Since then, and as the death toll in Gaza of civilians, aid workers and journalists has continued to rise, that anger has only spread.
More than 1,360 student demonstrations have taken place on campuses across the country from October 7 to May 3, according to data compiled by the Armed Conflict Location & Event Data Project. The overwhelming majority of those demonstrations – 97% – have been peaceful, though isolated cases of property destruction and violence have gained widespread attention.
Those instances reached a crescendo in late April and early May, when students at Columbia University overtook some university buildings, an encampment at the University of Texas in Austin was forcefully dispersed by police, and counter-protesters at UCLA launched an hours-ong attack on a pro-Palestinian encampment.
Those cases of campus turmoil prompted Biden, in brief remarks from the White House earlier this month, to denounce some of the actions of campus protesters.
“I understand people have strong feelings of deep convictions,” Biden said at the time. “In America, we respect the right and protect the right for them to express that. But it doesn’t mean anything goes.”
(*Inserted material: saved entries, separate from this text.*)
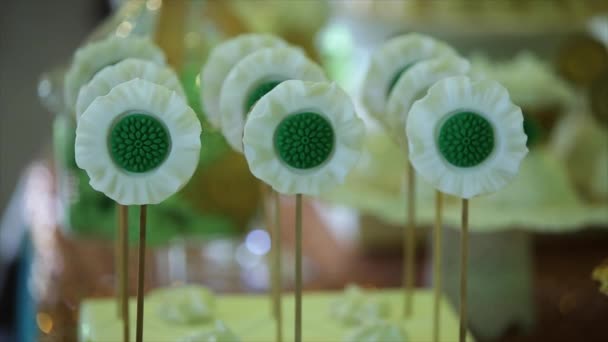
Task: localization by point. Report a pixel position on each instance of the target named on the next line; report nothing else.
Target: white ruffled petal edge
(263, 65)
(93, 57)
(126, 70)
(487, 98)
(221, 59)
(413, 85)
(152, 187)
(291, 97)
(387, 61)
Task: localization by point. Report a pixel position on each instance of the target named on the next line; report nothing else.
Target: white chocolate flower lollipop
(139, 144)
(91, 58)
(124, 71)
(221, 60)
(303, 137)
(413, 85)
(389, 62)
(253, 77)
(466, 137)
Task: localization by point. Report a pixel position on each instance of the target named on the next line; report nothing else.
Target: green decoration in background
(466, 139)
(304, 141)
(395, 78)
(260, 91)
(533, 130)
(139, 143)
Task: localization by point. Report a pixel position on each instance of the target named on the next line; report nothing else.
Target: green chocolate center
(258, 92)
(304, 141)
(466, 139)
(139, 143)
(396, 78)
While dissent is “essential to democracy,” Biden said in those remarks, it “must never lead to disorder, or to denying the rights of others.”
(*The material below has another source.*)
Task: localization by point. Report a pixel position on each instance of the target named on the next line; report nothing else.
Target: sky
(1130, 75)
Biden’s Morehouse commencement will be the latest in a series of efforts undertaken by the president this week to both acknowledge the nation’s historic racial shortcomings, while simultaneously addressing its next generation of Black leaders.
The president on Thursday met with the plaintiffs of the historic Brown v. Board of Education case that overturned racial segregation in schools 70 years ago. During that meeting, some of the plaintiffs’ relatives urged him to make the case’s anniversary a national holiday.
On Friday, Biden delivered remarks at the National Museum of African American History and Culture and spoke with members of the Divine Nine, a group of historic Black fraternities and sororities.
And after his Morehouse speech on Sunday, Biden is set to travel to Detroit, where he will address an NAACP dinner.
Biden’s stop at Morehouse is the second time he will visit the college during his presidency. In 2022, both Biden and Vice President Kamala Harris delivered a speech on voting rights at Morehouse.